Parker: A monumental mistake in D.C.
WASHINGTON -- Losing a hard-fought battle confers no dishonor, but losing a badly chosen battle is embarrassing.
And then there’s ridiculous.
Into the latter category goes the decision to close the nation’s monuments to make sure the government shutdown strikes the hearts of all The American People, whose constant invocation by pandering politicians fills one with self-loathing. (Who wants to be an “American People” given the quality of our spokesfolksen?)
Then again, ridiculous is perhaps too generous a word. Closing the monuments, especially the World War II Memorial, can be reduced, fittingly, to a single syllable: Dumb. It is fitting because the seated patron of the Mall, Abraham Lincoln, was famously monosyllabic. In trivia you can use, more than 70 percent of the words in the Gettysburg Address are of one syllable.
In more recent history, when a group of World War II veterans recently faced barriers blocking entry to the memorial—an open space requiring not so much as an attendant—these elderly warriors took a page from their Normandy playbook and stormed the barricades.
Can there be an image more inspiring than members of this venerable club, whose living roll declines each day by about 640, pushing their way through flimsy, useless, pointless barriers to roam among pillars erected to their heroism? What was Washington thinking?
Dumb, dumb, dumb.
President Obama, whose grandfather was a World War II veteran, might have known better. We may have to close down the government, he could have said, but don’t touch the monuments.
Instead, the Office of Management and Budget ordered the barricades.
That’ll show ’em.
Among the many reasons this was so clumsy, one stands out starkly: It isn’t as though the WWII guys can always come back another day. All are in their late 80s and early 90s, and time is of the essence. Moreover, most plan these trips well in advance at considerable expense.
Thanks to the monument liberators, Washington officials were forced to rethink their decision and removed the barriers. The American People are now free to roam their public spaces in remembrance of sacrifices beyond most imaginations.
Optically, symbolically and every other way, this seems too little too late. Shutting out veterans from their memorial touchstone was more than a bad call, a lapse of judgment, a mere moment of tone deafness. In reality, it may have been the tidy effort of a box-checking bureaucrat but it reeked of the small work of a petty bully.
Ditto the closing of the D-Day cemetery in Normandy, France, where more than 9,000 Americans are buried. And this is the president who recently declared that The American People are not political pawns to be used to score political points?
Barack Obama must have been an inkling in the prescient mind of H.L. Mencken when the curmudgeon from whom all op-eds flow once described democracy as “the theory that the common people know what they want, and deserve to get it good and hard.”
While one may sympathize with Obama’s contempt for his congressional adversaries, he may have cut off his own nose with an unforced error of magnified proportions. Spite is unbecoming a president, as Richard Nixon proved in another era of national disruption. But beyond personality, it is baffling to imagine anyone thinking that the way to winning hearts and minds is by disrespecting the nation’s most beloved demographic.
I’ve often lamented the prospect of a world without my parents’ generation, not because they were perfect but because these mothers and fathers take with them a national treasure—their personal experiences and memories of The Great Depression and World War II and the lessons of sacrifice, thrift, courage and duty that defined them.
In their place, we have a bickering, twittering, snarling, snarky, toxic public square that has contaminated even our highest offices. How surreal it must seem to our oldest and wisest citizens to witness the breaking bad of America.
Nearly any but the die-hardest tea party member regrets the shuttering of the U.S. government. It was unnecessary, counterproductive, and punishes all the wrong people—including federal employees, who do yeoman’s work for which they receive little credit.

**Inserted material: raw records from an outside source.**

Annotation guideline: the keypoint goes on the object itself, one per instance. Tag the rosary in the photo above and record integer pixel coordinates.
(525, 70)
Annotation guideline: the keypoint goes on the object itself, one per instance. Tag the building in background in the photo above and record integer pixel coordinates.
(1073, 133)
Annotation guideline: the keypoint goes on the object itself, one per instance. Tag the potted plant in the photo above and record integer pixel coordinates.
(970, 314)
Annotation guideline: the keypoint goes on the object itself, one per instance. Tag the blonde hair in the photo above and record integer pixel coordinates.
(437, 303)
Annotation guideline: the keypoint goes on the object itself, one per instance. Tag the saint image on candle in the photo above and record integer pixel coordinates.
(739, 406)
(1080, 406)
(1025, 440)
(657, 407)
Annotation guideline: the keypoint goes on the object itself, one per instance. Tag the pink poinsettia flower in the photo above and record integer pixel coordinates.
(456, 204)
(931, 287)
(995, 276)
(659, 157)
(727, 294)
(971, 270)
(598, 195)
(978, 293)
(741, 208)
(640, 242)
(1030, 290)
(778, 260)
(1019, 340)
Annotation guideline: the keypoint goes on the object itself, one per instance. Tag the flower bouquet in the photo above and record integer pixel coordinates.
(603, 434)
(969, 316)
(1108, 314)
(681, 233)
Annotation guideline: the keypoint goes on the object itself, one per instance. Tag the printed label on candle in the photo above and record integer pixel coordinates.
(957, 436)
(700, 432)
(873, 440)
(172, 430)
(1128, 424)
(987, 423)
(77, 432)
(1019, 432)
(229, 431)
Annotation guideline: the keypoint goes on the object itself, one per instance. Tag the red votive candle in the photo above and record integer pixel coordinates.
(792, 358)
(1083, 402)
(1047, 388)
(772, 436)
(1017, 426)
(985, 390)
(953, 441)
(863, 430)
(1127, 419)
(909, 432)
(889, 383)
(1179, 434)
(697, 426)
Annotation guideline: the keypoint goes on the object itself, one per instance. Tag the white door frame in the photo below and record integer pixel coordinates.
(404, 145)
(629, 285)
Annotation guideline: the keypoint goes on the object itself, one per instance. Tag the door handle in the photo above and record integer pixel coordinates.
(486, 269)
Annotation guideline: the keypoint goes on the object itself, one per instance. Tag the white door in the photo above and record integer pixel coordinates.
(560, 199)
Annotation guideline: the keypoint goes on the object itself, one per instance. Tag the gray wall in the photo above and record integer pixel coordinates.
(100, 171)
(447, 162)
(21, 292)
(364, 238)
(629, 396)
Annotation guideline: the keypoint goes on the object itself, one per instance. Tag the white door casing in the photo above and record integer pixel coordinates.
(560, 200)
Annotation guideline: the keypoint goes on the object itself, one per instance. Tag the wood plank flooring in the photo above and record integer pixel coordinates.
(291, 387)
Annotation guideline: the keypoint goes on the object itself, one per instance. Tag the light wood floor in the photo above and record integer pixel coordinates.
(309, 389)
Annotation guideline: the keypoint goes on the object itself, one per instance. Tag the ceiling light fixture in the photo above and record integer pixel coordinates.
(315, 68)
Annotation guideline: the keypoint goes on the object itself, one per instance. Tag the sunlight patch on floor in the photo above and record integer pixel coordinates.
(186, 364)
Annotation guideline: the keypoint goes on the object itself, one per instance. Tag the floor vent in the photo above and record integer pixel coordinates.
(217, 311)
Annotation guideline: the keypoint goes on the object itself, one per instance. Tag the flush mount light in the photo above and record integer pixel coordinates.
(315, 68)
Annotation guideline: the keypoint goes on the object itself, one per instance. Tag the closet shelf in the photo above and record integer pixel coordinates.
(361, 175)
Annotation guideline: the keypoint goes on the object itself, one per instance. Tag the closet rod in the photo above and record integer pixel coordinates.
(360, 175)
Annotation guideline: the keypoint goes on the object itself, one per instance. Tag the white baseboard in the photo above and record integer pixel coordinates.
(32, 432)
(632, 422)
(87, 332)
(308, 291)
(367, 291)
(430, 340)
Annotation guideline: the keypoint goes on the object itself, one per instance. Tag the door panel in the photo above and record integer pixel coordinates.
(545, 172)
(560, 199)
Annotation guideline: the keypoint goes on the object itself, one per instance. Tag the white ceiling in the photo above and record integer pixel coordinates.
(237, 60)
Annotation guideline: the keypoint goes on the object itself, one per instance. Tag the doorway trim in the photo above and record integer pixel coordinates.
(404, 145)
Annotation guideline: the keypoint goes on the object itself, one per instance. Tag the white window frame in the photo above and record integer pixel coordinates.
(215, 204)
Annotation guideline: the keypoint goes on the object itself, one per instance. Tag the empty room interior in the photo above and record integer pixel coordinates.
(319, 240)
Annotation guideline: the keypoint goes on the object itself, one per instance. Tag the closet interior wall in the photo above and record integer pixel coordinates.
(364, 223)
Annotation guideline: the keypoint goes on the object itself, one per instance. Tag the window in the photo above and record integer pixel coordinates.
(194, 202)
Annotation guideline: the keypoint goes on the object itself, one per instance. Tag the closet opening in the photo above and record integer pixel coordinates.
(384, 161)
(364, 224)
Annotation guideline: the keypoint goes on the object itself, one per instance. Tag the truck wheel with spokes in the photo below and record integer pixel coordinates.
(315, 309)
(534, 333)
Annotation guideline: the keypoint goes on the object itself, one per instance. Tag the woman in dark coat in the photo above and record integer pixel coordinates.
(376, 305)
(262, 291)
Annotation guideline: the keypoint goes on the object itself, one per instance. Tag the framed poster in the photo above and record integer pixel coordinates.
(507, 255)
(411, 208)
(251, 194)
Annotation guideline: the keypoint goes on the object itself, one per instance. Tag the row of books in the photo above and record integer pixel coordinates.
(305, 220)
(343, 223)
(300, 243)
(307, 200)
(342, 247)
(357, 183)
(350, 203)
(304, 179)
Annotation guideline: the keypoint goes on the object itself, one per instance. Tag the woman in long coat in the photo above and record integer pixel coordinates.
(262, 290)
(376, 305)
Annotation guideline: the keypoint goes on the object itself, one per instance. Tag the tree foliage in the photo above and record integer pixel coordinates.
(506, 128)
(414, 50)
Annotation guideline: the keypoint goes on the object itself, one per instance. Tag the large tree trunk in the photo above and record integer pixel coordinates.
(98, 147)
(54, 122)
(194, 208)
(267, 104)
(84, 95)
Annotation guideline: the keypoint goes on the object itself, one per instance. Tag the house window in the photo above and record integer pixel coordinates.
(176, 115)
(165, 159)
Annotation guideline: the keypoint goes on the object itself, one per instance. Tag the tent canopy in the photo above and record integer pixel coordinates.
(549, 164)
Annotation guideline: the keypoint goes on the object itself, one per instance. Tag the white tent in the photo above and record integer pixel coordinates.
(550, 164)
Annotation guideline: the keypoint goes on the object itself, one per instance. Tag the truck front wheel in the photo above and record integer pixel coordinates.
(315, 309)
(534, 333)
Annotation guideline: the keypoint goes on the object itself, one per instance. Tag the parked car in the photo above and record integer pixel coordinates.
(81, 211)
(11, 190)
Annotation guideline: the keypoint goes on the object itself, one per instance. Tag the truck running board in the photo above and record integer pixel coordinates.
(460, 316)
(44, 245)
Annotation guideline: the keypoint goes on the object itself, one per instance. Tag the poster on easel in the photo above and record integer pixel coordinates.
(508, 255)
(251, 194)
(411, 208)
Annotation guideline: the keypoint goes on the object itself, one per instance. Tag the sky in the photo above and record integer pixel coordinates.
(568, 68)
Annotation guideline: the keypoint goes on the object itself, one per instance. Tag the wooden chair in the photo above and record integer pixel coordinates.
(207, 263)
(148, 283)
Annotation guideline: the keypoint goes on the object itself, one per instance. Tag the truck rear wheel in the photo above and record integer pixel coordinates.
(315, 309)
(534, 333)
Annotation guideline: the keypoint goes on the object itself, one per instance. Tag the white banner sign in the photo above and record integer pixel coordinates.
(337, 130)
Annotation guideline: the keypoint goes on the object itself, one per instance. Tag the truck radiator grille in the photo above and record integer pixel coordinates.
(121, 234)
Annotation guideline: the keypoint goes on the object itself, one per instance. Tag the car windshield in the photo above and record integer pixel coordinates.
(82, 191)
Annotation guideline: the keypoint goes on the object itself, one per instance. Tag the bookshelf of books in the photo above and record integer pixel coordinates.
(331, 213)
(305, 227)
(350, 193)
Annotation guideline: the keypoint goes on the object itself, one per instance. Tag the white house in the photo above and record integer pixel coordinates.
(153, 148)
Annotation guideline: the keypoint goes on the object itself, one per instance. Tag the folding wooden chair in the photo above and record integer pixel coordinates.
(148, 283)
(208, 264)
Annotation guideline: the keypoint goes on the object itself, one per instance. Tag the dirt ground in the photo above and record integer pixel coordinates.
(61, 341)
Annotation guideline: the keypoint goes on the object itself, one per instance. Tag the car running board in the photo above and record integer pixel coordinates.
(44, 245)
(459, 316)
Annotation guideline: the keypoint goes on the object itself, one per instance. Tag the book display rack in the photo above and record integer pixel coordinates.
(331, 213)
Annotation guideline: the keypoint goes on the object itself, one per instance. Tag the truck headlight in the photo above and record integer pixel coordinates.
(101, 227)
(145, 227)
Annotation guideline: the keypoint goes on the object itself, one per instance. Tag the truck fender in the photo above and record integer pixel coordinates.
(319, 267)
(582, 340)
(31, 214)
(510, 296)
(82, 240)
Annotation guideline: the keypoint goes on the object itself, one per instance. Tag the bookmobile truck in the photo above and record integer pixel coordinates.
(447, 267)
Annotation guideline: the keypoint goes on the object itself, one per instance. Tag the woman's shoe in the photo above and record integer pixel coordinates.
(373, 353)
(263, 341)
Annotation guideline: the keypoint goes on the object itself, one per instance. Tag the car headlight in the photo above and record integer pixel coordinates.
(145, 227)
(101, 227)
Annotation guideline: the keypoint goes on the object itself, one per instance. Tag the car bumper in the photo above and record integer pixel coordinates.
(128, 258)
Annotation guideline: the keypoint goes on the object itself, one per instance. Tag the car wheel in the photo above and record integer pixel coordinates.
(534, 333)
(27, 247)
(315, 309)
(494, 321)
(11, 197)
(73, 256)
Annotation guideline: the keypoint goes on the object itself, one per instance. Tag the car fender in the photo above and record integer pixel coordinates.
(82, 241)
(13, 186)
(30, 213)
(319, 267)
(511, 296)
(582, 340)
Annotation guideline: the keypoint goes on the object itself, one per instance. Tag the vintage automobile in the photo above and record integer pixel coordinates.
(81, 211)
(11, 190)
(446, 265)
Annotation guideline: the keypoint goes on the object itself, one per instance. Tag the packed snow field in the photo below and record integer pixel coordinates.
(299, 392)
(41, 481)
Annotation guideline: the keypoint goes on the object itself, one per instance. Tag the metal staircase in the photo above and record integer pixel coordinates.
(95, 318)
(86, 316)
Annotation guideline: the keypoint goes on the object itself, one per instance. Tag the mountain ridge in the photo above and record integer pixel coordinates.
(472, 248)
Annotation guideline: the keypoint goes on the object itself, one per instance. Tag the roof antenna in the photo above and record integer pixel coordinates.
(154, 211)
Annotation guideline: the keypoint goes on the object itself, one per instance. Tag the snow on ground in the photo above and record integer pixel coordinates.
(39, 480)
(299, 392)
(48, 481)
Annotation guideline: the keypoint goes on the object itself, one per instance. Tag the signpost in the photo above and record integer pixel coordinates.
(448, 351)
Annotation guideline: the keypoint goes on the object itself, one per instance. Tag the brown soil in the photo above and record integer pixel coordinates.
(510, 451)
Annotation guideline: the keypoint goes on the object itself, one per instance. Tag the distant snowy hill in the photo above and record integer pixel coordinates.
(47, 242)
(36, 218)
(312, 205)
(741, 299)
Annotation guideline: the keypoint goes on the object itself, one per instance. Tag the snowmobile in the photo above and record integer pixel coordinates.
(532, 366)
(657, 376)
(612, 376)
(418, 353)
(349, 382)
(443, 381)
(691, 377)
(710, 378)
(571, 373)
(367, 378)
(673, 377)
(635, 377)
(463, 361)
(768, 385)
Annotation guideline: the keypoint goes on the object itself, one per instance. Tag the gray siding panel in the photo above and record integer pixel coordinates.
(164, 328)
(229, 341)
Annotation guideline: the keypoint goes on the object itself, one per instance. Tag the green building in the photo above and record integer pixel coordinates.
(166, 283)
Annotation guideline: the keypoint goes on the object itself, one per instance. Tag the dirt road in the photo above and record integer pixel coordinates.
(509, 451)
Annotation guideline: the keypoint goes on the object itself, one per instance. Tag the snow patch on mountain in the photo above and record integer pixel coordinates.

Tying the defunding of Obamacare to the shutdown was folly, which sensible House Republicans knew even as they ignored their better judgment. Even so, the White House and Democrats seem determined to prove their own toughness by punishing the least-deserving.
As we approach the next battle over the debt ceiling, would that all of Washington remember the rule of the savvy negotiator: Always leave your opponent an exit.